With each residential charger using about 2 kg of copper, that’s 42 million tonnes, or double the current amount of copper mined in one year.

One of the largest manufacturers of public charging stations, ChargePoint, is targeting a 50-fold increase in its global network of loading spots by the mid-2020s. A Level 2 charging station requires 7 kg of copper, a DCFC station uses 25 kg. 


Unless the mining industry is able is able to ramp up, or more accurately, multiply the amount of global copper produced on an annual basis, countries are going to have to temper their expectations of how quickly, and to what extent they are able to shift from fossil-fueled power and transportation options to renewables and electrics. 

The logistics of producing that much copper, to feed so much demand, in so short a time, just 20 years, are daunting. It would not only require existing mines to go exploring and find new metal to feed their operations, but developing brand new, or in industry parlance, greenfield projects that have never before been mined. And that brings us back to our original problem: all the low-hanging copper fruit has been picked - either mined or recycled - so where are new economic copper deposits to be found?  

As demand continues to outstrip supply, what do you think will happen to the copper price? Building an EV is already expensive - automakers stomaching higher-priced materials like copper will pass them onto the consumer, thereby keeping EVs out of reach for a large part of the population. 

As automakers wait for new copper to be found, and prices to stabilize, they will continue to crank out traditional internal combustion engine (ICE) vehicles.
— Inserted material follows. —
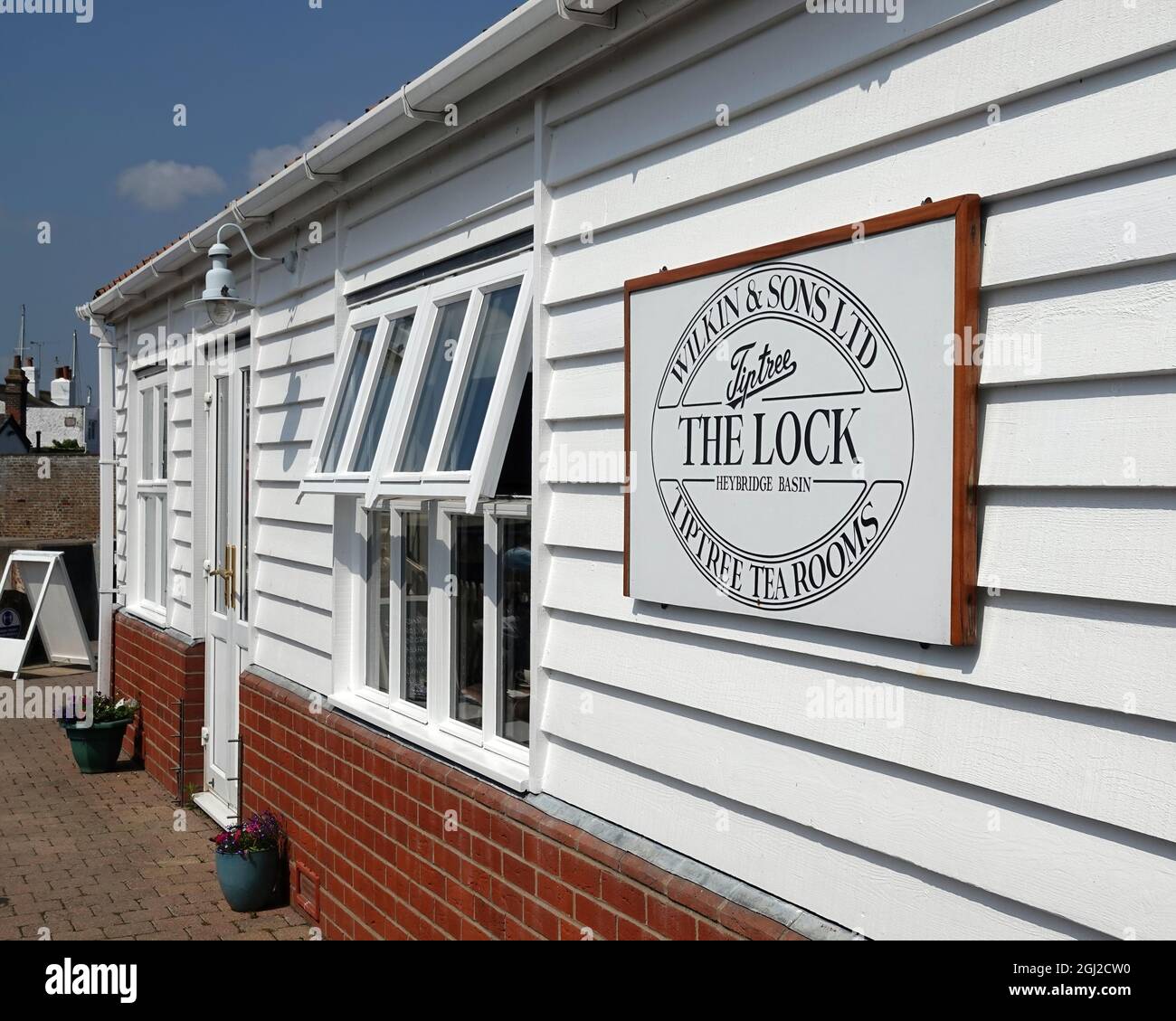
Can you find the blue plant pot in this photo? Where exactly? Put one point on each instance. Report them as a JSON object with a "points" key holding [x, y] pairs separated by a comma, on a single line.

Diesels will soon become a dinosaur of a technology; unable to meet stricter tailpipe emissions standards, they will continue to lose ground to gasoline-sipping cars and trucks.  

Hybrids are a natural bridge between a conventional vehicle and an EV - not a bad thing considering that motorists still have a hard time grappling with the “range anxiety” associated with a pure EV, not to mention the logistics of finding a charging station and the high sticker prices. 

Both hybrids and gas-powered vehicles require catalytic converters made up of platinum group elements, especially palladium.

More outside-the-box thinking will be required to transition to zero-emissions vehicles.

Canada is a pioneer in hydrogen fuel cells installed in hydrogen cars, buses and vans, led by Ballard Power Systems and Hydrogenics. 

Other nations moving towards a green hydrogen economy include Australia, China, France, Germany, Norway, South Korea, the UK and the United States, according to Greentech Media. Hydrogen could potentially even replace diesel as baseload fuel on remote mine sites. 

At AOTH we are behind these developments 100%. The existence of climate change, either human-caused, due to natural cycles or both, is no longer up for debate. To avoid ecological catastrophe, we must reduce our reliance on fossil fuels, clean up our environment, embrace renewable energies, and continue down the path of electrifying the global transportation system. 

We also need to find more copper. 

As smart resource investors, we want to be invested in metals, and companies, that are at the leading edge of a trend. At AOTH we see gold, silver and copper as THE best metals to own right now, considering the multi-trillion-dollar infrastructure programs being promised by the two presidential candidates, as well as the EU and China. 

On Friday gold was on its way to breaking 2011’s all-time high, after blowing past $1,900 an ounce. Silver was also on a tear, finishing the weak at $22.77/oz, its best performance since May, 2013. 

Owning gold, silver and copper, or better yet, the companies that are exploring for them and offer the best leverage against rising prices, seems to me a very prudent investing strategy going forward.